Apostille AHU Buku Nikah
Untuk yang menikah dengan WNA asing di Indonesia maupun yang mau ke luar negeri untuk mengajukan visa keluarga atau pindah ke luar negeri, maka mengajukan apostille di Kemenkumham itu perlu.
Apostille adalah Pengesahan tanda tangan pejabat, cap, dan segel pada dokumen publik (seperti ijazah, akta kelahiran, akta nikah) agar diakui keasliannya oleh negara lain.
Oleh karena itu apostille diperlukan. Namun jika menikah di luar negeri maka jika dokumen akan digunakan di Indonesia, dokumen tersebut perlu di cap oleh KBRI di negara setempat kemudian datang ke dukcapil untuk dibuatkan surat lapor nikahnya.

Baca juga : Contoh Legalisir Buku Nikah di Bimas Islam Kemenag Jakarta
Syarat apostille buku nikah di Kemenkumham :
- Dua Buku nikah yang sudah di legalisir dari Kemenag
- Scan Id card yaitu KTP atau paspor Indonesia
- Surat kuasa jika di wakilkan di beri materai
Langkah pertama adalah harus mendaftarkan permohonan melalui website apostille AHU, setelah submit permohonan, maka kita harus menunggu hasilnya di verifikasi. Proses verifikasi kurang lebih 3-4 hari kerja.
Fakta setelah mendapatkan apostille AHU
- Tidak perlu di legalisir di Kemenlu lagi
- Tidak lagi harus legalisir di Kedutaan
- Jika sudah mendapatkan apostille maka dokumen tersebut sudah sah untuk di bawa ke luar negeri
Namun ada yang tetap meminta cap dari kedutaan, Contohnya adalah negara India. Meskipun sudah mengakui apostille dari Indonesia, buku nikah yang sudah di apostille oleh AHU tetap perlu minta cap di Kedutaan India. Untuk mengetahui prosedur legalisir buku nikah di Kedutaan India, bisa menghubungi saya.
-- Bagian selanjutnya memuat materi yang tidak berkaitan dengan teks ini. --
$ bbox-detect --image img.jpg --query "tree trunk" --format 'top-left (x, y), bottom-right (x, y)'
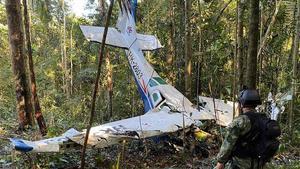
top-left (98, 0), bottom-right (106, 25)
top-left (196, 0), bottom-right (202, 108)
top-left (167, 0), bottom-right (175, 85)
top-left (62, 0), bottom-right (70, 97)
top-left (184, 0), bottom-right (192, 97)
top-left (106, 52), bottom-right (113, 118)
top-left (289, 0), bottom-right (300, 138)
top-left (70, 23), bottom-right (73, 95)
top-left (6, 0), bottom-right (28, 131)
top-left (23, 0), bottom-right (47, 135)
top-left (246, 0), bottom-right (259, 89)
top-left (237, 0), bottom-right (247, 90)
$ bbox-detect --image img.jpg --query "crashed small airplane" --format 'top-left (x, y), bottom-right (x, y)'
top-left (10, 1), bottom-right (233, 152)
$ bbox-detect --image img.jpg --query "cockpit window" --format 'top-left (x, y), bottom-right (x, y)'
top-left (153, 77), bottom-right (167, 85)
top-left (149, 79), bottom-right (158, 87)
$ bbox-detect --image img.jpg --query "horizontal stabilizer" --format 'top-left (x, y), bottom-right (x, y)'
top-left (137, 34), bottom-right (162, 50)
top-left (80, 25), bottom-right (128, 48)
Contoh apostille buku nikah seperti di gambar namun untuk legalisir sticker, tinggal sedikit negara-negara yang masih menggunakan legalisir stiker. Contohnya antara lain adalah Negara Mesir, Malaysia, Qatar. Untuk yang masih menggunakan legalisir sticker maka legalisir Buku nikah di tiga kementerian, yaitu kemenag, Kemenkumham dan Kemenlu.